(531f) A Microfluidic-Based Cell Encapsulation Platform to Achieve High Long-Term Cell Viability in Photopolymerized Pegnb Hydrogel Microspheres | AIChE

(531f) A Microfluidic-Based Cell Encapsulation Platform to Achieve High Long-Term Cell Viability in Photopolymerized Pegnb Hydrogel Microspheres

Authors 

Xia, B., University of Wyoming
Oakey, J., University of Wyoming
Cell encapsulation within photoinitiated polyethylene glycol (PEG) hydrogel scaffolds has been demonstrated as a robust strategy for drug delivery, tissue engineering, high throughput screening, and developing platforms to study cellular behavior and fate. The spatially and temporally specify PEG hydrogel properties, chemical functionalization, and cytocompatibility has advanced in recent years. Recent development in microfluidics has recently enabled the miniaturization of PEG hydrogels, thus making the fabrication of miniaturized cell-laden vehicles possible.

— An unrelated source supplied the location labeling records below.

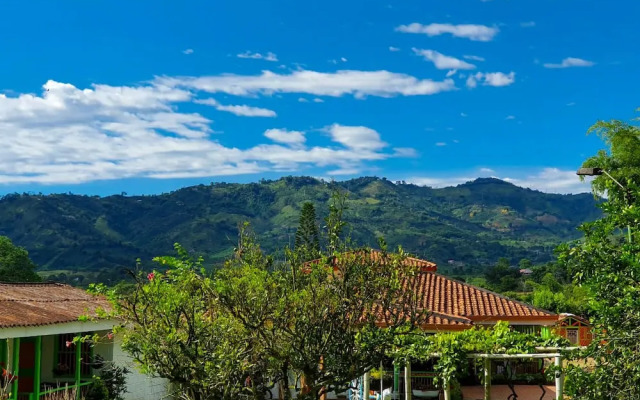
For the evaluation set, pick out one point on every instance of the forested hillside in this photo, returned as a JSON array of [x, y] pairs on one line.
[[465, 226]]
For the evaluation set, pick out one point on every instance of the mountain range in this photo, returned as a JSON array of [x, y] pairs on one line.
[[472, 224]]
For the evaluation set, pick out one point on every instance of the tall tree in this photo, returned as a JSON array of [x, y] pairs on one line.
[[15, 264], [307, 237], [607, 262]]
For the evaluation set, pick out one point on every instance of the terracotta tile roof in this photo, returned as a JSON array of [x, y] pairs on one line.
[[35, 304], [444, 295], [378, 256], [453, 304]]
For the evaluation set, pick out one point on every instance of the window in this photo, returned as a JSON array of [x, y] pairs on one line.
[[572, 336], [66, 356], [530, 329]]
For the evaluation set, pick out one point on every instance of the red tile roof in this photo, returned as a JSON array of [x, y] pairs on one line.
[[35, 304], [454, 305], [441, 294]]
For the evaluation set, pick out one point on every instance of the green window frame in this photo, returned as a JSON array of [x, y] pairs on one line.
[[65, 357]]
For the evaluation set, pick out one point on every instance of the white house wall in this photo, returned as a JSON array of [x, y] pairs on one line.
[[139, 386]]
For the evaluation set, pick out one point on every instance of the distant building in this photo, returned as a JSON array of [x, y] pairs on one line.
[[38, 322], [526, 271]]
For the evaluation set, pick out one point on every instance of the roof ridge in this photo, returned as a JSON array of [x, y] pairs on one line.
[[494, 293], [450, 316], [41, 301], [34, 284]]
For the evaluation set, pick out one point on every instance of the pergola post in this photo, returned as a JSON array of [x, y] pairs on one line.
[[407, 381], [447, 390], [396, 380], [559, 379], [487, 378], [15, 367], [365, 385], [381, 378], [37, 368], [78, 374]]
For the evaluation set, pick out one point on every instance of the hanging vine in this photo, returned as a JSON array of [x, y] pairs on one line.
[[451, 349]]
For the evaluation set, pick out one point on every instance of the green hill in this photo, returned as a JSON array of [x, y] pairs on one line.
[[473, 224]]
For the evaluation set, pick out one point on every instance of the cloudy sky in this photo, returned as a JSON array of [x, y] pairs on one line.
[[102, 97]]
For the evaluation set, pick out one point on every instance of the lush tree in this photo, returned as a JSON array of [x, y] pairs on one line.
[[607, 263], [175, 328], [15, 264], [315, 319], [257, 322], [307, 237]]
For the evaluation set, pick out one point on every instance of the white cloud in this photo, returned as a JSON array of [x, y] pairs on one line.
[[480, 33], [73, 135], [498, 78], [344, 82], [259, 56], [294, 138], [441, 61], [356, 137], [242, 110], [570, 62], [550, 180], [491, 79], [471, 82]]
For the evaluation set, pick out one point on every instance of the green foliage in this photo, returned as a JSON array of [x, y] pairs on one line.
[[15, 264], [451, 349], [97, 237], [307, 237], [176, 329], [97, 391], [256, 321]]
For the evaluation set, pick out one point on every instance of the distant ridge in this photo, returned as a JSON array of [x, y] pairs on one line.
[[473, 223]]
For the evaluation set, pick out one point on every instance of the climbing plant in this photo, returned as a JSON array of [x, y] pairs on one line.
[[451, 349]]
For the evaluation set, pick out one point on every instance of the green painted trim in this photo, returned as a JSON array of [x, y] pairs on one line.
[[15, 366], [59, 389], [4, 352], [37, 373]]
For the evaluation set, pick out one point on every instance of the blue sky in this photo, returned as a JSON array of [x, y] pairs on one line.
[[103, 97]]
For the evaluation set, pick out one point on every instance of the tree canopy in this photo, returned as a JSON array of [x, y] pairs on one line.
[[607, 263]]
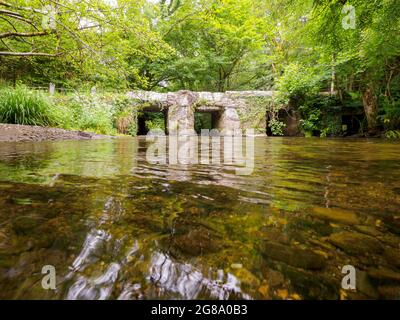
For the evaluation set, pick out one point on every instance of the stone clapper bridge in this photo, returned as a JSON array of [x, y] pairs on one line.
[[230, 111]]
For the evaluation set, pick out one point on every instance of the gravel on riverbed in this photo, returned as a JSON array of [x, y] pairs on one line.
[[15, 132]]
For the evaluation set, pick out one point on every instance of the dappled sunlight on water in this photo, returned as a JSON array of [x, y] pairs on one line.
[[118, 227]]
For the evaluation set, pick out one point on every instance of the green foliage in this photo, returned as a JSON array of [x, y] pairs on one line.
[[298, 82], [155, 120], [23, 106], [202, 121], [87, 112]]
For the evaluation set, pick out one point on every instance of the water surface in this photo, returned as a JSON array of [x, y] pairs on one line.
[[116, 227]]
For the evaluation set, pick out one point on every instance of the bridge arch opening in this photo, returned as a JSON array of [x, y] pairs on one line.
[[150, 119], [206, 120]]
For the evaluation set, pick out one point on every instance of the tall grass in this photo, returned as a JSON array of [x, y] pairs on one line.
[[22, 106]]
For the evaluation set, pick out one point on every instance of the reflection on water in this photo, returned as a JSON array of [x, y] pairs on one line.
[[117, 227]]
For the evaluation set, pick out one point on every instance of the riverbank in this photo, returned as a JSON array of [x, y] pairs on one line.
[[15, 132]]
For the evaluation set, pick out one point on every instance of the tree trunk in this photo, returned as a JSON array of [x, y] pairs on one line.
[[370, 103]]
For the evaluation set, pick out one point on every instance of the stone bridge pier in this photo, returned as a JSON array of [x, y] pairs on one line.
[[230, 110]]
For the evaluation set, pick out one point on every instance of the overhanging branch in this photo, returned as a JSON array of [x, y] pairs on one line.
[[30, 54]]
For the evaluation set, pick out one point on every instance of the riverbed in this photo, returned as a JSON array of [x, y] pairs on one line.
[[115, 226]]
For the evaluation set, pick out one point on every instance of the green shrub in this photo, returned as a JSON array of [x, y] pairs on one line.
[[392, 134], [23, 106], [276, 127], [88, 113]]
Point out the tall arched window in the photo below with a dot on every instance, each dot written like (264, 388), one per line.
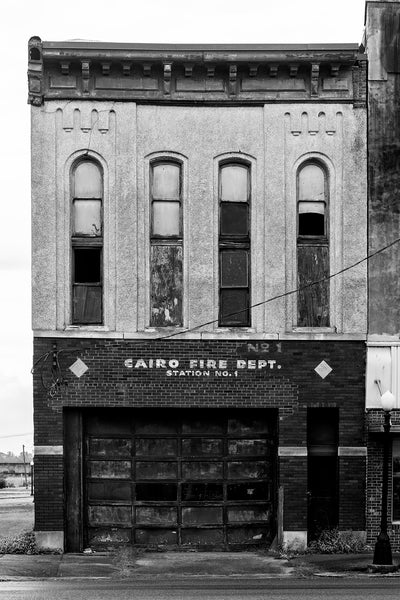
(87, 243)
(312, 245)
(234, 245)
(166, 244)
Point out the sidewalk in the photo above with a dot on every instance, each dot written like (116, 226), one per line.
(150, 565)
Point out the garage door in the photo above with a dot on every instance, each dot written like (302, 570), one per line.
(187, 479)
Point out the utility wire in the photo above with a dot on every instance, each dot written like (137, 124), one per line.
(284, 294)
(2, 437)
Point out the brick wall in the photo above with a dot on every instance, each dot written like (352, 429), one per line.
(292, 388)
(48, 474)
(374, 481)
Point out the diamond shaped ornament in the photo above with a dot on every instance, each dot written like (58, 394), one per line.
(78, 368)
(323, 369)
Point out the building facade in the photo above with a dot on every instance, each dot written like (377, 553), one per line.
(383, 346)
(199, 342)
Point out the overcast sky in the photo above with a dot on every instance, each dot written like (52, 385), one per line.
(208, 21)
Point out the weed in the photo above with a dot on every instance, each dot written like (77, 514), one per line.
(24, 543)
(334, 541)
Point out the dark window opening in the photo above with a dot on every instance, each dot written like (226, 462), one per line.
(34, 54)
(234, 219)
(323, 430)
(87, 244)
(322, 444)
(234, 246)
(166, 252)
(312, 247)
(87, 265)
(311, 224)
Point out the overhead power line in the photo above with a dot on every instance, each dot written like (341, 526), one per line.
(289, 293)
(16, 435)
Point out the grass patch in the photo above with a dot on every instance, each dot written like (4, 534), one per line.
(23, 543)
(338, 542)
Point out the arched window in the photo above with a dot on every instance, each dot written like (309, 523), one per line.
(87, 243)
(166, 244)
(312, 245)
(234, 245)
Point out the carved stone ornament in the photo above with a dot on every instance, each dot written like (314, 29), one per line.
(232, 79)
(167, 78)
(35, 71)
(85, 75)
(314, 80)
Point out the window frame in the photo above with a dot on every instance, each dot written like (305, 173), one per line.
(321, 241)
(234, 242)
(179, 237)
(395, 454)
(176, 241)
(86, 241)
(324, 238)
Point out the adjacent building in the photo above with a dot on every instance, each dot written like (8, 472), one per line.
(383, 345)
(199, 343)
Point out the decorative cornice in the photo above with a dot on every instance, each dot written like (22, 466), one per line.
(245, 74)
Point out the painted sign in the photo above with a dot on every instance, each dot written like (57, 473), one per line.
(202, 367)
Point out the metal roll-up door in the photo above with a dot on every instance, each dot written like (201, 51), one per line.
(188, 478)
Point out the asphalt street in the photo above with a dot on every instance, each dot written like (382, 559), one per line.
(101, 589)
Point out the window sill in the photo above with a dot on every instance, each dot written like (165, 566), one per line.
(86, 328)
(314, 330)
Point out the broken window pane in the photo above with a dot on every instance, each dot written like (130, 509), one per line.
(202, 537)
(156, 470)
(234, 268)
(118, 447)
(311, 218)
(234, 183)
(202, 491)
(166, 182)
(202, 470)
(312, 183)
(249, 535)
(87, 304)
(101, 424)
(155, 427)
(166, 220)
(108, 469)
(247, 447)
(247, 425)
(201, 446)
(118, 515)
(248, 491)
(248, 514)
(247, 470)
(205, 425)
(87, 265)
(109, 490)
(201, 515)
(234, 307)
(156, 491)
(156, 515)
(108, 535)
(156, 537)
(87, 181)
(234, 220)
(156, 447)
(87, 217)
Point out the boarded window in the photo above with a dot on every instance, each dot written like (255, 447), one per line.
(166, 285)
(166, 255)
(234, 245)
(87, 243)
(312, 247)
(396, 479)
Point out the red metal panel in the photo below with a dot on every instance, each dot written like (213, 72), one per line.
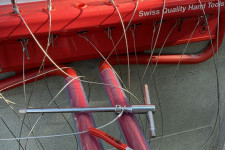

However, the presence of oxygen dramatically inhibits the chain growth photopolymerization of polyethylene glycol diacrylate (PEGDA), thus limiting its application in microfluidics. Another promising PEG-based scaffold material, PEG norbornene (PEGNB), is formed by a step growth photopolymerization, which is not inhibited by oxygen. PEGNB is also more cytocompatible than PEGDA and allows for orthogonal addition reactions. The step-growth kinetics, however, are slow and therefore present a challenge to achieving fully polymerized microgel droplets within microfluidic devices. Here, we describe a microfluidic-based droplet fabrication platform that consistently generates monodisperse cell-laden water-in-oil emulsions. PEGNB droplets are collected and photopolymerized under UV exposure in bulk. In this work, we compare this microfluidic-based cell encapsulation platform with a vortex-based method in terms of controlling microgel size, uniformity, post-encapsulation cell viability and long-term cell viability. Several factors that potentially influence post-encapsulation cell viability are investigated. Finally, this platform is compared with a similar cell encapsulation platform using PEGDA in term of long-term cell viability. We show that this PEGNB microencapsulation platform is capable of generating cell-laden hydrogel microspheres at high rates with well-controlled size distribution and high long-term cell viability.